How Do I Prevent Measles? 

The most effective way to prevent measles and its complications is by getting the measles vaccine. The measles vaccine, typically administered as part of the measles, mumps, and rubella (MMR) vaccine, provides immunity against the virus. It’s important for individuals to receive two doses of the vaccine to make sure you have maximum protection and contribute to herd immunity, which helps protect those who cannot be vaccinated. 

Is the Measles Vaccine Safe? 

The Measles, Mumps, Rubella (MMR) vaccine is very safe, and it is effective at preventing measles, mumps, and rubella. Vaccines, like any medicine, can have side effects. Most people who get MMR vaccine do not have any serious problems with it. Getting MMR vaccine is much safer than getting measles, mumps, or rubella. 

How do I access the vaccine? 

The Detroit Health Department offers vaccinations for measles and all childhood vaccination series, plus COVID-19, flu, and RSV at its Immunizations Clinic at 100 Mack Avenue. The hours are Monday – Friday from 8:00 a.m. – 4:30 p.m. Late hours are available on the first and third Thursday of each month, from 10:00 a.m. – 6:30 p.m.  

Your doctor or healthcare provider can also offer advice and information about measles, including vaccination recommendations based on your circumstances. 

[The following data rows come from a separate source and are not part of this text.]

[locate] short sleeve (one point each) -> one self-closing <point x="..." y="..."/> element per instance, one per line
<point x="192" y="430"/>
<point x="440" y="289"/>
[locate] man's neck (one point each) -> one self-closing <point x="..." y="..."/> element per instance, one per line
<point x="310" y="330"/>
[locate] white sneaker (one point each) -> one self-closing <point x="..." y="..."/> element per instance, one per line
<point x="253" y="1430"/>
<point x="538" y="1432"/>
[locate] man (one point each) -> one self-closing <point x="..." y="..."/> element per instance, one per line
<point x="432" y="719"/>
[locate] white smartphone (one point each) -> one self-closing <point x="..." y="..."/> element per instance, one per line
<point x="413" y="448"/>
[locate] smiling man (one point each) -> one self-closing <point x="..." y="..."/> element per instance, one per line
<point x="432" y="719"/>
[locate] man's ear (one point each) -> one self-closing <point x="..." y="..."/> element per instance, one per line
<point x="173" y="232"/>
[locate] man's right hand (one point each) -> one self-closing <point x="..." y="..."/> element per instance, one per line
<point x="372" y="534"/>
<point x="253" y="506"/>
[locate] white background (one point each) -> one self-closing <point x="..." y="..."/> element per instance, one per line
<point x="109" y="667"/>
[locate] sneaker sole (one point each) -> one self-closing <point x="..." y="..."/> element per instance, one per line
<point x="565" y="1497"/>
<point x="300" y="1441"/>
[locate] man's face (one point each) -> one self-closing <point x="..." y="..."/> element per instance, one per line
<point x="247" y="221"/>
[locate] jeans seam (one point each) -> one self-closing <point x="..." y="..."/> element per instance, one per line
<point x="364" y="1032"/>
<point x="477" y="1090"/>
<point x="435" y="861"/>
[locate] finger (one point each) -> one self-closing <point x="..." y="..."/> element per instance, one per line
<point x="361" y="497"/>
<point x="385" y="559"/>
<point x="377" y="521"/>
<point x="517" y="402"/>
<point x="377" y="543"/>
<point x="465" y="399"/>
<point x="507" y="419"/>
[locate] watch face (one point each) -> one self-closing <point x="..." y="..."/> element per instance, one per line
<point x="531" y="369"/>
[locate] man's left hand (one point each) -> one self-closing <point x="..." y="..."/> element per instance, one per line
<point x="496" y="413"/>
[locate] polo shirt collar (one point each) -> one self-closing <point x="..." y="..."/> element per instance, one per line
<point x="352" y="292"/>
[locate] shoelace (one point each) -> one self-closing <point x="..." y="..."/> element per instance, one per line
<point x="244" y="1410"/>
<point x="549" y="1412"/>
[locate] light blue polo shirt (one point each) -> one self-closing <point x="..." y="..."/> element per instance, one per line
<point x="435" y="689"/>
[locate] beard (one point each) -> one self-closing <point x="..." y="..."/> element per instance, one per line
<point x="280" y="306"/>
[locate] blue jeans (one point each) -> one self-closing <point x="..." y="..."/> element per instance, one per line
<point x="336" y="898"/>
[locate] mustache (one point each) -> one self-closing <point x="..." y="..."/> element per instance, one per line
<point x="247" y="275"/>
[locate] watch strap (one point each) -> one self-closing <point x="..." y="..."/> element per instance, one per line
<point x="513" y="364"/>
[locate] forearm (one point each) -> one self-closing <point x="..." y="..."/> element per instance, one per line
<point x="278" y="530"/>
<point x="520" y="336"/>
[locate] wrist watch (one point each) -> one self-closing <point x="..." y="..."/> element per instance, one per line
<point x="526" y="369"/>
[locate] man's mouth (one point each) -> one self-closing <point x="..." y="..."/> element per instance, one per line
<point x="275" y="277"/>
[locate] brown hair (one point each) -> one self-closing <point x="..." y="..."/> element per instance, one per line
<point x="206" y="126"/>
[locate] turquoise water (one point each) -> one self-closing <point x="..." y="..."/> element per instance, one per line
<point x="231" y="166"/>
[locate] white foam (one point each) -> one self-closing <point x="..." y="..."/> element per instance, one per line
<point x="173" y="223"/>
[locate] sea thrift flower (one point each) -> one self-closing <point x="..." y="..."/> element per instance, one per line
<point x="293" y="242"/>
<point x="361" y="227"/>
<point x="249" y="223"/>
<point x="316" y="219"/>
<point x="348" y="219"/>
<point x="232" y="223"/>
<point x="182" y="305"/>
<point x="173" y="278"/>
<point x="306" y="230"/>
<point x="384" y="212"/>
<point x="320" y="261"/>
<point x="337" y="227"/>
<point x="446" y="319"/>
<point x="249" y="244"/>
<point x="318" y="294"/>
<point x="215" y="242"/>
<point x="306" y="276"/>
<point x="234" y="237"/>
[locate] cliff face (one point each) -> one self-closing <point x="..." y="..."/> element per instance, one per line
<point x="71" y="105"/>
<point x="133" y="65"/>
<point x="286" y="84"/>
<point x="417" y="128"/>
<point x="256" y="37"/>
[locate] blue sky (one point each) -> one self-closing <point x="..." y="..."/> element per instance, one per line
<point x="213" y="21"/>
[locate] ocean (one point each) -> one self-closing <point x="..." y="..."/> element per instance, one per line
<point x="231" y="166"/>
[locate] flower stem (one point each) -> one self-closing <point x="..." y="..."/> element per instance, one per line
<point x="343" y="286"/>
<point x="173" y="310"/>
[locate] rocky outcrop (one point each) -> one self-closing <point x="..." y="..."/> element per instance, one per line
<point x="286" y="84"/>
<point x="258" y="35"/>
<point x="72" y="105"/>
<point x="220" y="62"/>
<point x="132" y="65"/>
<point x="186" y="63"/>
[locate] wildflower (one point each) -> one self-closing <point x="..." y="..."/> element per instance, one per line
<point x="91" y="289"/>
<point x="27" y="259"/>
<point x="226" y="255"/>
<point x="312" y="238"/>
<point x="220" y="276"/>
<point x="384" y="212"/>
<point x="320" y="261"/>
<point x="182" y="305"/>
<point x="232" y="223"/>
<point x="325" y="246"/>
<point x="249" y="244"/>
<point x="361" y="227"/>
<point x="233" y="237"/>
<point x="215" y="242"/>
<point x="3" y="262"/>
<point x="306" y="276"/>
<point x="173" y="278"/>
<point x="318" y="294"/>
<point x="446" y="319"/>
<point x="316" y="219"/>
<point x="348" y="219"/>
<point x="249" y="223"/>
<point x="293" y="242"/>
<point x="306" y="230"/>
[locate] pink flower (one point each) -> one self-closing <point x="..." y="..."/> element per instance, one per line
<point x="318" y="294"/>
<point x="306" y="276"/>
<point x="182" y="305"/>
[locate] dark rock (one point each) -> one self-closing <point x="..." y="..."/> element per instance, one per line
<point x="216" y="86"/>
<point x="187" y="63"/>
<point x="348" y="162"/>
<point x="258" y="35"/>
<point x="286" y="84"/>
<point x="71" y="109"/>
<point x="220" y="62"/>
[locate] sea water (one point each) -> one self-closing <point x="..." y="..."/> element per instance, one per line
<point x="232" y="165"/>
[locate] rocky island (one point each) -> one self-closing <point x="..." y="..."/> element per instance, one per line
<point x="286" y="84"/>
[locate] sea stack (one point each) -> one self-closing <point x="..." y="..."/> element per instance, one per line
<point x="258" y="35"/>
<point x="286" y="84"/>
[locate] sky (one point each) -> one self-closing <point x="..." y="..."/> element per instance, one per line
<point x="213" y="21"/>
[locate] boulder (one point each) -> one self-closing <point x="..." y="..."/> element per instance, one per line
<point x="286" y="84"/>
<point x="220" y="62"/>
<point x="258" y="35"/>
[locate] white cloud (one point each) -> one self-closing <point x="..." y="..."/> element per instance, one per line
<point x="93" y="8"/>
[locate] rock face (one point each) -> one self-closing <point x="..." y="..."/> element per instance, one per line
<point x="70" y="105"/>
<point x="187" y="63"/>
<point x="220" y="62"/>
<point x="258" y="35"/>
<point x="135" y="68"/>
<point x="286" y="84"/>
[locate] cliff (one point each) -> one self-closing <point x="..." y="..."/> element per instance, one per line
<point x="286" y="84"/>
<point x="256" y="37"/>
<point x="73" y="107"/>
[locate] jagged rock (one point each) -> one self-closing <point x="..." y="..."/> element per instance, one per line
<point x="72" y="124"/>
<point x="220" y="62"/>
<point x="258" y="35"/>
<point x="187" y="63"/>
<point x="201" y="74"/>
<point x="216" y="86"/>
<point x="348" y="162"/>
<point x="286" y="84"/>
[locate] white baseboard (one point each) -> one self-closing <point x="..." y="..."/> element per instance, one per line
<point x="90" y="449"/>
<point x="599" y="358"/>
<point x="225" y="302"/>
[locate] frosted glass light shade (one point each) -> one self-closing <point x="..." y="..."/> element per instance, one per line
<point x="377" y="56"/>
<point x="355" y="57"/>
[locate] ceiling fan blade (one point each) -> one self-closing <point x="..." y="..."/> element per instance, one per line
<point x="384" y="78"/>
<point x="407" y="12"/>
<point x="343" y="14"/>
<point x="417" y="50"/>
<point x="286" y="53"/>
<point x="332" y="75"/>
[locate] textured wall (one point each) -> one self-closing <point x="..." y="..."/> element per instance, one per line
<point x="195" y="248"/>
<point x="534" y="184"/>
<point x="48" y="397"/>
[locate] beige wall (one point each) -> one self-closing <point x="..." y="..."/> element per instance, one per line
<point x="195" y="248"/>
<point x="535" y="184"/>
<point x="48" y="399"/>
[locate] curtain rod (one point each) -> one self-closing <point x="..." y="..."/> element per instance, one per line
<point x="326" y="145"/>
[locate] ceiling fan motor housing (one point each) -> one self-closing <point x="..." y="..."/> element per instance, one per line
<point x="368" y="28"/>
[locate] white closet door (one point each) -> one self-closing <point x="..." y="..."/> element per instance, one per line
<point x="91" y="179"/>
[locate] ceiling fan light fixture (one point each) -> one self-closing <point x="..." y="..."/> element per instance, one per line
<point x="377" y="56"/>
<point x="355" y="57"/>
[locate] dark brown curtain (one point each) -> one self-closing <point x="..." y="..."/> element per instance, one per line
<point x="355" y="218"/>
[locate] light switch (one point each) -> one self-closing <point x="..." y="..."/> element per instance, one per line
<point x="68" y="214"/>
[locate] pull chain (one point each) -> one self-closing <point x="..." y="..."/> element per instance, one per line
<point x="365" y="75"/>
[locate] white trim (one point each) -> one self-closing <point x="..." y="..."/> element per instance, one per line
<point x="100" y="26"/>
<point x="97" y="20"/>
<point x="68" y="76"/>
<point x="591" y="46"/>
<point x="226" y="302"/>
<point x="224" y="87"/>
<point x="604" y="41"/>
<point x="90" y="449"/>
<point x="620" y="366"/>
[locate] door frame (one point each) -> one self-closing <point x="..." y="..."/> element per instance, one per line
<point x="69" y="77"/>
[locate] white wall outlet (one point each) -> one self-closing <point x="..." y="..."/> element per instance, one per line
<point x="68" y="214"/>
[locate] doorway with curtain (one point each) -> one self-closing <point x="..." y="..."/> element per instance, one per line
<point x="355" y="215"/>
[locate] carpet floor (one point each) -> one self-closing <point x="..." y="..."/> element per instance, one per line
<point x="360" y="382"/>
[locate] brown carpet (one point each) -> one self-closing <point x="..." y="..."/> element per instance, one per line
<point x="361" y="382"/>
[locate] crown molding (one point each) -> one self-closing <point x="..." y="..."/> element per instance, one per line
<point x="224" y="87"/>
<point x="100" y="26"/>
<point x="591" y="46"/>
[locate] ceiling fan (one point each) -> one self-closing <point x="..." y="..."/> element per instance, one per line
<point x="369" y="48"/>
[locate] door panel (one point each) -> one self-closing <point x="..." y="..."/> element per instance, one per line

Further details are available on the Detroit Health Department’s website  or call 313-876-IMMS (4667). 

Where can I get more information? 

The Ceneters for Disease Control and Prevention (CDC) provides information on measles, including symptoms, prevention (including vaccination), outbreaks, and more. 

Educating communities about the importance of vaccination, dispelling myths surrounding vaccines, and fostering trust in immunization programs are vital steps in safeguarding public health and preventing future outbreaks. Addressing vaccine hesitancy and misinformation is also important in combating the resurgence of measles. 

As we navigate the complexities of the modern world, understanding and addressing the challenges posed by infectious diseases like measles are essential. By prioritizing vaccination and advocating for public health policies, we can work together to reduce the impact of measles and protect the health and well-being of our communities.